Ottawa has created a fund to dispose of abandoned vessels with no known owner, though it’s limited to those located on properties under the purview of federal small craft harbours. The Abandoned and Wrecked Vessels Removal Program has an annual budget of $250,000.

A broader $6.4 million federal program launched in 2017 has had its funding lapse.

Weiler’s bill passed at second reading in February with support from the Liberals, Bloc Quebecois, New Democrats and four Conservative MPs.

Three of those represented coastal ridings on Vancouver Island, where Weiler said abandoned vessels are a very visible problem. Ontario MP Jacob Mantle was the other Conservative MP to vote in favour.

For the Conservatives, the main criticism centres on how the bill would be implemented, and specifically what steps the owner would have to take to determine if the purchaser had the resources necessary to take over the vessel.

B.C. Conservative MP Ellis Ross credited Weiler’s intent in introducing the bill, but worried that it could create a “legal mess.”

“I do not know how a buyer would ensure that the new owner could actually maintain a boat. We do not do that with vehicles or anything else,” he said during second reading debate in February.

“It is going to be interesting to see how the government or the regulator would ensure that that happens. I can see it being a legal mess. I can see it going before the courts. Unless there are some provisions that would come out in the regulations later to show the steps that a seller would have to take to ensure that the buyer is not reckless.”

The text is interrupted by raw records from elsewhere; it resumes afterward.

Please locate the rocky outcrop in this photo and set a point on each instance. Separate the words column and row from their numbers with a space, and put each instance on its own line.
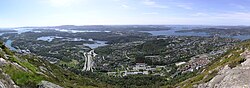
column 6, row 81
column 238, row 77
column 89, row 60
column 46, row 84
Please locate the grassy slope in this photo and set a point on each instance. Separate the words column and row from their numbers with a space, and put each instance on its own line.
column 34, row 75
column 231, row 58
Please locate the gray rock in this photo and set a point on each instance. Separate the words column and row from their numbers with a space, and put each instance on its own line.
column 238, row 77
column 46, row 84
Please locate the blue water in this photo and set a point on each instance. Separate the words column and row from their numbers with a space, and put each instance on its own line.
column 8, row 44
column 173, row 32
column 96, row 44
column 48, row 38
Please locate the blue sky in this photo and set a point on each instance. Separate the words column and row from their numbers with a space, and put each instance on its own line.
column 16, row 13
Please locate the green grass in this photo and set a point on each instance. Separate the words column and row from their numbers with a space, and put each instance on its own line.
column 231, row 58
column 24, row 63
column 21, row 77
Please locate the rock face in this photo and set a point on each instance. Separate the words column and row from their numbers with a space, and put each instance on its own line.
column 238, row 77
column 46, row 84
column 6, row 81
column 89, row 60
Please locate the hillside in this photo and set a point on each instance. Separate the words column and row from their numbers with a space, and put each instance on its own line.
column 229, row 71
column 29, row 71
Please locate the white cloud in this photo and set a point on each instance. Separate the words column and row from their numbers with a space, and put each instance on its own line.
column 152, row 3
column 237, row 6
column 200, row 14
column 63, row 3
column 151, row 13
column 185, row 6
column 125, row 6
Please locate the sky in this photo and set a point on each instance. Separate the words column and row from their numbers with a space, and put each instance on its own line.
column 20, row 13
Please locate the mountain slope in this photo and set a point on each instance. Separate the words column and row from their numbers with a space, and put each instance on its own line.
column 230, row 70
column 29, row 71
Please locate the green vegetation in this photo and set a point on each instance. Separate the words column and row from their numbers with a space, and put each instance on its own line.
column 23, row 78
column 35, row 74
column 231, row 58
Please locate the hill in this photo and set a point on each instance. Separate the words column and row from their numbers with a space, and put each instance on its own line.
column 230, row 70
column 30, row 71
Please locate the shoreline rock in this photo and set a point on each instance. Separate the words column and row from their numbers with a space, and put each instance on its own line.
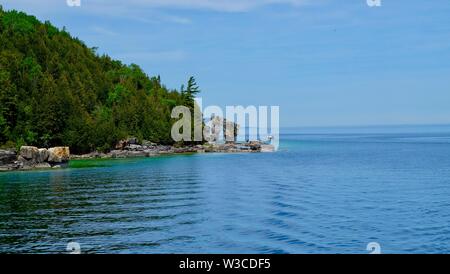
column 140, row 151
column 31, row 158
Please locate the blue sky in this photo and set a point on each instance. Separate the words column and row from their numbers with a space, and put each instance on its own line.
column 324, row 62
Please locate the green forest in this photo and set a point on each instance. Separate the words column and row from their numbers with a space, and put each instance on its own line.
column 55, row 90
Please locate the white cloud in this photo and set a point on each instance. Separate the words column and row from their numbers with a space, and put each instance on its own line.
column 139, row 56
column 217, row 5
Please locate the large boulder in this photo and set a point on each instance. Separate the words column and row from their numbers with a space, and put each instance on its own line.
column 58, row 154
column 29, row 153
column 43, row 155
column 7, row 157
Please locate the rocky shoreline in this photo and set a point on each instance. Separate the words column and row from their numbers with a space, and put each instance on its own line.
column 29, row 158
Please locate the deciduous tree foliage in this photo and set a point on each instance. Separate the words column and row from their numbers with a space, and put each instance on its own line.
column 54, row 90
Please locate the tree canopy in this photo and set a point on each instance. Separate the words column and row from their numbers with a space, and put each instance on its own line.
column 55, row 90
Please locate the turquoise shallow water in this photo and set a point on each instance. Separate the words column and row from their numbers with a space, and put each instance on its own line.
column 321, row 193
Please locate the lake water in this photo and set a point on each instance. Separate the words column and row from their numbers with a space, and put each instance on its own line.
column 325, row 191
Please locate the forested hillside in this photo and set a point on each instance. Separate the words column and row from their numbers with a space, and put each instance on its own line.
column 55, row 90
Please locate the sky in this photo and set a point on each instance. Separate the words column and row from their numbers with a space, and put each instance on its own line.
column 323, row 62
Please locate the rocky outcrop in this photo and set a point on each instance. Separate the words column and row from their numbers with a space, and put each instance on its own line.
column 8, row 160
column 58, row 155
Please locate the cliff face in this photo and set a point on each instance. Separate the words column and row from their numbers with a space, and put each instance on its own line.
column 34, row 158
column 7, row 159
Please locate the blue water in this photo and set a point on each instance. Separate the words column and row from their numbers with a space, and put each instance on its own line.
column 332, row 192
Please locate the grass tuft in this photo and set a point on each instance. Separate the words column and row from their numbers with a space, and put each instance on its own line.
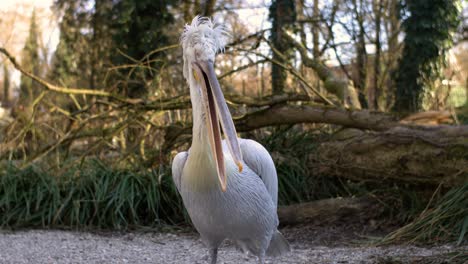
column 446, row 221
column 91, row 195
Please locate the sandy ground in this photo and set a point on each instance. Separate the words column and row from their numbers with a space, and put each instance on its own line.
column 310, row 245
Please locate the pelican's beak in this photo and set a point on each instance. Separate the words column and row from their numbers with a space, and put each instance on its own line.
column 217, row 112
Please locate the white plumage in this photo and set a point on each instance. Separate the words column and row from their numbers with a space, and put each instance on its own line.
column 229, row 187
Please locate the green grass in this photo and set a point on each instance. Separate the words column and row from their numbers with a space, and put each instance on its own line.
column 446, row 221
column 91, row 195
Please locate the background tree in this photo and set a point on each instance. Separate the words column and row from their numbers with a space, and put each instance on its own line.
column 31, row 61
column 282, row 16
column 429, row 27
column 6, row 86
column 136, row 33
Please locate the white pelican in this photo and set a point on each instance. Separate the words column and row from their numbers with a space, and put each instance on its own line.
column 229, row 187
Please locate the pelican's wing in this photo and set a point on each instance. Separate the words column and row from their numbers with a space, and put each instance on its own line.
column 177, row 167
column 259, row 160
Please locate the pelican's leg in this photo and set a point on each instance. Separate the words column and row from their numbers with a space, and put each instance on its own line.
column 213, row 255
column 261, row 258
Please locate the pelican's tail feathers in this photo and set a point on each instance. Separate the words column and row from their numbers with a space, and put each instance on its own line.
column 278, row 245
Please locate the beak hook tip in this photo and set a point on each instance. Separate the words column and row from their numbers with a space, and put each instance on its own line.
column 239, row 165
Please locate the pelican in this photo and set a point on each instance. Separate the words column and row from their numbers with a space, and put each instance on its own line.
column 229, row 187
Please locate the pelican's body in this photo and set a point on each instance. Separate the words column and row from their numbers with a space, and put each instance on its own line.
column 229, row 187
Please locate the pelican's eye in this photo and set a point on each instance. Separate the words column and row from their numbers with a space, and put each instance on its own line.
column 195, row 75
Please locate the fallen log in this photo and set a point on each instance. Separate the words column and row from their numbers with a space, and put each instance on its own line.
column 431, row 155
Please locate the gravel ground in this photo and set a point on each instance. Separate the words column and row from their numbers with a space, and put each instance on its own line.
column 55, row 246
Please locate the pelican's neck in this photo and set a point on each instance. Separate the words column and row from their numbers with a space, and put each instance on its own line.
column 200, row 140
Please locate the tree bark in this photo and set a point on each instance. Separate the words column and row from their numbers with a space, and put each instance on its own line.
column 414, row 155
column 329, row 211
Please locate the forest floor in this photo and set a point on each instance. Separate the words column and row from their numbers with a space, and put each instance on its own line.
column 310, row 244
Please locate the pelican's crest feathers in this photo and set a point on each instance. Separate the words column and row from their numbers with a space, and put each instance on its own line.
column 201, row 40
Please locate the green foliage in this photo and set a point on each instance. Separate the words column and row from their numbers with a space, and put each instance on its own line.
column 446, row 221
column 428, row 34
column 90, row 195
column 30, row 61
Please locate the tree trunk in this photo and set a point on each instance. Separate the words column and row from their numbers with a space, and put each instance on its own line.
column 282, row 14
column 329, row 211
column 415, row 155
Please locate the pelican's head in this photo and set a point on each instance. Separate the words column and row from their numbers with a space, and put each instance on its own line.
column 200, row 41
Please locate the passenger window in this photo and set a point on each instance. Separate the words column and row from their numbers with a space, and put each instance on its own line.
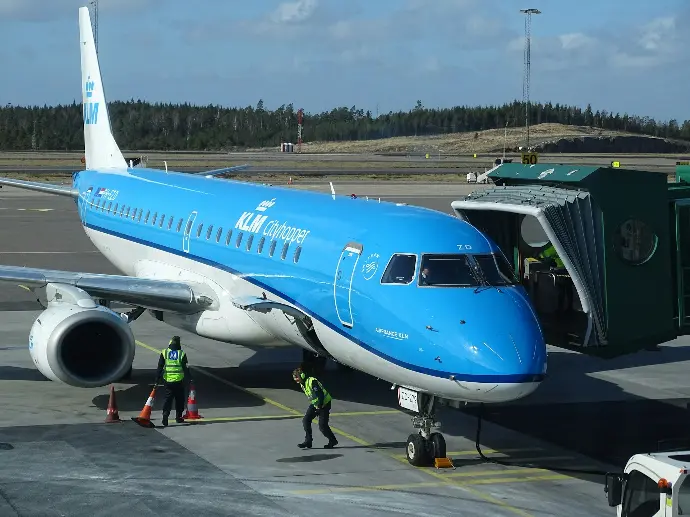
column 496, row 269
column 448, row 270
column 641, row 496
column 400, row 269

Weiler said this could be remedied by requiring disclosures from the seller on the state of the vessel and the buyer on their ability to take care of it. While it would fall short of definitive proof, he said it would would create more steps in the process that would help “mitigate the risk” of dubious sales.

As for the bill, Weiler said he’d be open to amendments during clause-by-clause review that could help address these concerns from the opposition.

That would likely happen in the fall as the House has powered down for the summer recess.

In the last week of the spring sitting, Weiler appeared at the House environment committee in what will likely be the only meeting hearing from witnesses about the one-page bill.

The bill also seeks to clarify that dumping into Canada’s waters is a strict liability offence, meaning the courts would no longer have to prove intent. 

Weiler said this is a response to how courts are interpreting the Canadian Environmental Protection Act, referencing the legal saga involving the MV Marathassa, which dumped 2,700 litres of oil into Vancouver’s English Bay in 2015.

The operator was acquitted of a charge under the act in 2019 because the court found the law was designed to only prosecute deliberate disposals in Canadian waters, not unintentional discharges. 

Weiler called the court’s interpretation a “big shift in what the original intent of the legislation was,” and said it made it very challenging to successfully prosecute spills from vessels.

For strict liability offences, the prosecution only needs to prove the accused committed the act. Once that’s been proven, the accused can only argue they took all reasonable measures to prevent the act from taking place, known as the due diligence defence.

The operator of the MV Marathassa successfully used this defence for a charge laid under the Canada Shipping Act. The court found there was no way for the crew to identify a defect in the vessel blamed for the spill.